Why as human beings are we so slow to learn? The other day it occurred to me that we are always on a very steep learning curve and the lessons don’t seem to come quickly or easily. As kids we enter our double digits and in those ten years we are bombarded with learning how to be young adults. We make huge mistakes and have the overblown belief that we know so much more than the generations before us. We enter our twenties and for the next ten years start to learn how to be adults. We again make huge errors but still believe time is infinite. Then come our thirties and most of us find ourselves parenting another generation. We have wonderful moments of joy and optimism and lots of doubts and fears. Then we turn forty and feel our youthful optimism waning and have moments of panic and regret. By the fifties we have some things down pat and maybe can enjoy some of the fruits of our efforts. Then sixty comes along and we all of a sudden need to start learning how to be old. We are shocked by the face we see in the mirror and the changes we see in our bodies every day. That is where I am. I am watching the years of my sixties fly by but every day I have moments of feeling as confused and afraid as I always did, despite the lessons I have learned. I can not tell the twenty year old , the forty year old or even the person in their fifties what it is like right now just as the eighty year old can not tell me. These lessons are ours to learn as we live them.

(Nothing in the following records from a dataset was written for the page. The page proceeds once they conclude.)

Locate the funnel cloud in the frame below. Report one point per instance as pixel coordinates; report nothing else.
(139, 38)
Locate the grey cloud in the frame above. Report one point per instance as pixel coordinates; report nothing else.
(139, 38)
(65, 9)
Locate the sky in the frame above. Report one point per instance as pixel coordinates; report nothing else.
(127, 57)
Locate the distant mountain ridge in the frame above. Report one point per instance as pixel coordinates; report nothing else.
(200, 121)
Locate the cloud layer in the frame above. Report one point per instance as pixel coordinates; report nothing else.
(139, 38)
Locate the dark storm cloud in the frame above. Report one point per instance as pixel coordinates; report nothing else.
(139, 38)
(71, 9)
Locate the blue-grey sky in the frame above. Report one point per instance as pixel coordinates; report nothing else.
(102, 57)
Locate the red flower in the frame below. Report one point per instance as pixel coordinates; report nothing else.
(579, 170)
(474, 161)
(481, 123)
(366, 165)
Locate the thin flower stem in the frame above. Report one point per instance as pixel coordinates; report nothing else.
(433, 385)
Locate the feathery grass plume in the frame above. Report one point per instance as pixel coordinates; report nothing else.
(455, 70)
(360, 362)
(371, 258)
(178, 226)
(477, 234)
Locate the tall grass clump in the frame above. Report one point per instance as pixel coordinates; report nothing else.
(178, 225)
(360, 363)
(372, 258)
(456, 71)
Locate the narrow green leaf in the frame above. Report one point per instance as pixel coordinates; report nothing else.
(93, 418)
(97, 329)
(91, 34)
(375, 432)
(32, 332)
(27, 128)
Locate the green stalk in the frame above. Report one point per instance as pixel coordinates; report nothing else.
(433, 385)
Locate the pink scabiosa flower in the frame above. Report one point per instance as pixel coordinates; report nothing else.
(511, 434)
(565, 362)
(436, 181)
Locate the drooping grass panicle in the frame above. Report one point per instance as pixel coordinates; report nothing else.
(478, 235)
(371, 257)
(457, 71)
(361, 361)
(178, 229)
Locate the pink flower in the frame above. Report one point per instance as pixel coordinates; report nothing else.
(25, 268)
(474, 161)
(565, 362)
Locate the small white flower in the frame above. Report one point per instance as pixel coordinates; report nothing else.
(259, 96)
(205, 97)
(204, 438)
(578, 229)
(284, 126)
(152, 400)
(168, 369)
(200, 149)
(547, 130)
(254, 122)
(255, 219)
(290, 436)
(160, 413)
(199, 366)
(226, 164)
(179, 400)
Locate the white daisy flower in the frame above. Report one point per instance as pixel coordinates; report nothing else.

Today a quote by Ralph Waldo Emmerson spoke to my heart and was one more lesson along the way.
Some of your hurts you have cured,
And the sharpest you’ve even survived,
But what torments of grief you’ve endured,
From evils which never arrived.
I have had the ‘worry gets you no where ‘lesson over and over but seem to find I need to sit for it again and again. Maybe my homework is to memorize this quote and try harder to live it every day!